AUTHORS' CONCLUSIONS: No experimental studies unequivocally demonstrated the effectiveness of AA or TSF approaches for reducing alcohol dependence or problems. One large study focused on the prognostic factors associated with interventions that were assumed to be successful rather than on the effectiveness of interventions themselves, so more efficacy studies are needed.
戒酒互助会(AA)是一个国际性的组织,由戒酒成功的人士组成,通过自助小组提供情感支持,并为从酒精依赖中康复的人提供一种戒酒模式,采用12步戒酒法。虽然它是最常见的,但AA并不是唯一的12步干预措施,还有其他12步方法(称为十二步促进法(TSF))。
评估与其他心理社会干预措施相比,AA或TSF项目在减少酒精摄入量、实现戒酒、保持戒酒状态、改善受影响者及其家庭的生活质量以及减少与酒精相关的事故和健康问题方面的有效性。
我们检索了Cochrane药物与酒精研究小组的专业试验注册库、Cochrane对照试验中心注册库(CENTRAL)、自1966年起的MEDLINE、自1980年起的EMBASE、自1982年起的CINAHL、自1967年起的PsychINFO。检索于2005年2月更新。我们还查阅了相关研究的参考文献列表。
研究对象为年龄小于18岁、有酒精依赖的成年男女,他们自愿或被迫参加AA或TSF项目,并与不治疗、其他心理干预措施、12步变体进行比较。

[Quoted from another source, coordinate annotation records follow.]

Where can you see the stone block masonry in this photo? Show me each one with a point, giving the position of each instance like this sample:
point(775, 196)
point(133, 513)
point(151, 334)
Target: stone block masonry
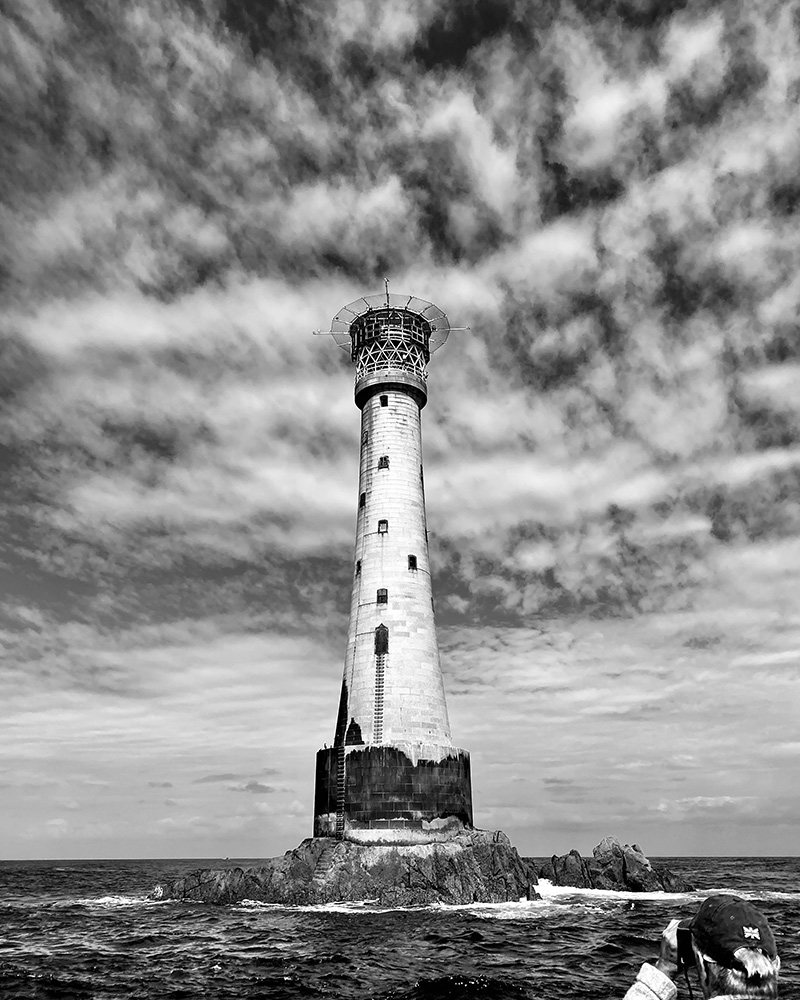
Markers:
point(393, 773)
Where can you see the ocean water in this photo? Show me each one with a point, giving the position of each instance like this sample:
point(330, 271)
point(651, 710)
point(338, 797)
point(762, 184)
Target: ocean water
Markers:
point(86, 931)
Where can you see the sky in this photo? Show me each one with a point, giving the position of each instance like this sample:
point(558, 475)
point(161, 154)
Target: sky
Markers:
point(607, 195)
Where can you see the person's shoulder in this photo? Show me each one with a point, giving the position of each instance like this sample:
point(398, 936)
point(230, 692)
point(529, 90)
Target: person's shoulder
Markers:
point(652, 984)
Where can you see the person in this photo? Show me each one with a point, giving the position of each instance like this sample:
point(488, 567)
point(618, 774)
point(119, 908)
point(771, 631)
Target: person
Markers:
point(734, 954)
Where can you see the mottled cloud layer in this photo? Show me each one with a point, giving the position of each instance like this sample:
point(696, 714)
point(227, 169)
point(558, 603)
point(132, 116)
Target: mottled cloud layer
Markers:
point(606, 194)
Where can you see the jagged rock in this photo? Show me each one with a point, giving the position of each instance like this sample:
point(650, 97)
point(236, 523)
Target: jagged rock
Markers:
point(569, 869)
point(476, 866)
point(612, 866)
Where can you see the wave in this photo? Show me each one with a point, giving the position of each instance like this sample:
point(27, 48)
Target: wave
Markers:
point(107, 902)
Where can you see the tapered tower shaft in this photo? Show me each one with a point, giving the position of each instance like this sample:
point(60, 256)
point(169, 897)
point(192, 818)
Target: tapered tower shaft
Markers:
point(393, 773)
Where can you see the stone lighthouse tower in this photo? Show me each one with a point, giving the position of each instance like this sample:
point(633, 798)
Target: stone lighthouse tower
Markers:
point(393, 773)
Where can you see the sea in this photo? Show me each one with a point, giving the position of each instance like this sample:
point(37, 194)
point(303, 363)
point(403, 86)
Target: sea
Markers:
point(86, 930)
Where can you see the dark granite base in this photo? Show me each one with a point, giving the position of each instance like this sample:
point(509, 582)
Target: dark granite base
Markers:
point(385, 790)
point(476, 867)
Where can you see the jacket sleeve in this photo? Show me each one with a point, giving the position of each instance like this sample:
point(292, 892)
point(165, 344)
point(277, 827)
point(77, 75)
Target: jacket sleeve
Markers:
point(651, 984)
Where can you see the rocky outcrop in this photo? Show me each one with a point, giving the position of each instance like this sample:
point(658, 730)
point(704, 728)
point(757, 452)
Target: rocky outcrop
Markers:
point(612, 866)
point(474, 867)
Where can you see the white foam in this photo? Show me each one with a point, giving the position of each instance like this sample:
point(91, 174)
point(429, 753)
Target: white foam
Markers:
point(110, 902)
point(547, 890)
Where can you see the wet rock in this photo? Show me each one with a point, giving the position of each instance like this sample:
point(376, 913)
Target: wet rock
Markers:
point(476, 866)
point(612, 866)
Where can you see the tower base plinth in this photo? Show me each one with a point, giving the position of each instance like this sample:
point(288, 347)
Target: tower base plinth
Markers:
point(383, 794)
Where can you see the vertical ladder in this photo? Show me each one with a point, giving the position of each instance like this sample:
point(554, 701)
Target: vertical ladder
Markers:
point(340, 790)
point(377, 728)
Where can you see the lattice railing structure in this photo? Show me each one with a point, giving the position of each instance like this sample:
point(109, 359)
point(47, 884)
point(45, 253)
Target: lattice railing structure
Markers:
point(392, 354)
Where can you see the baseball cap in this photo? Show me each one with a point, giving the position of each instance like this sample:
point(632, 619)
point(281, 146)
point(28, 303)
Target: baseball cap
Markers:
point(725, 923)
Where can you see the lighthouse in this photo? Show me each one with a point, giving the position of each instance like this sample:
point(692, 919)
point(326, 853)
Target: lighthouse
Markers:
point(393, 774)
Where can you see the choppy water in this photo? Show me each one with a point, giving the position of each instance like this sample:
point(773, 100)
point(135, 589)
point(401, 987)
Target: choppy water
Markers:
point(86, 931)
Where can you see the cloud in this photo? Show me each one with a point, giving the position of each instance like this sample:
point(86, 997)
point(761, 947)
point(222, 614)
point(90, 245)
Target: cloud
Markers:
point(254, 787)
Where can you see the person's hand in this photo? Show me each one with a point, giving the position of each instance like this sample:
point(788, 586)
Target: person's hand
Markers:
point(668, 959)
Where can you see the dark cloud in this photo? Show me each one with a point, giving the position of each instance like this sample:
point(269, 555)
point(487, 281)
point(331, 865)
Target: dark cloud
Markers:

一位审阅者(MF)评估研究是否纳入,并使用预定义的数据提取表提取数据。对研究的方法学质量进行评估,并由所有审阅者进行讨论。
纳入了八项涉及3417人的试验。与其他替代治疗相比,AA可能有助于患者接受治疗并使患者坚持治疗,不过这方面的证据来自一项将AA与其他干预措施相结合的小型研究,不应被视为定论。其他研究报告称,无论治疗组如何,保留率相似。三项研究将AA与其他干预措施相结合与其他治疗进行比较,发现饮酒量和饮酒天数百分比方面几乎没有差异。TSF与对照治疗干预措施相比,似乎对成瘾严重程度和饮酒后果没有差异影响,且未报告治疗退出率有确凿差异。纳入的研究无法对TSF在促进完全戒酒方面的效果进行确凿评估。
没有实验研究明确证明AA或TSF方法在减少酒精依赖或问题方面的有效性。一项大型研究关注的是与被认为成功的干预措施相关的预后因素,而不是干预措施本身的有效性,因此需要更多的疗效研究。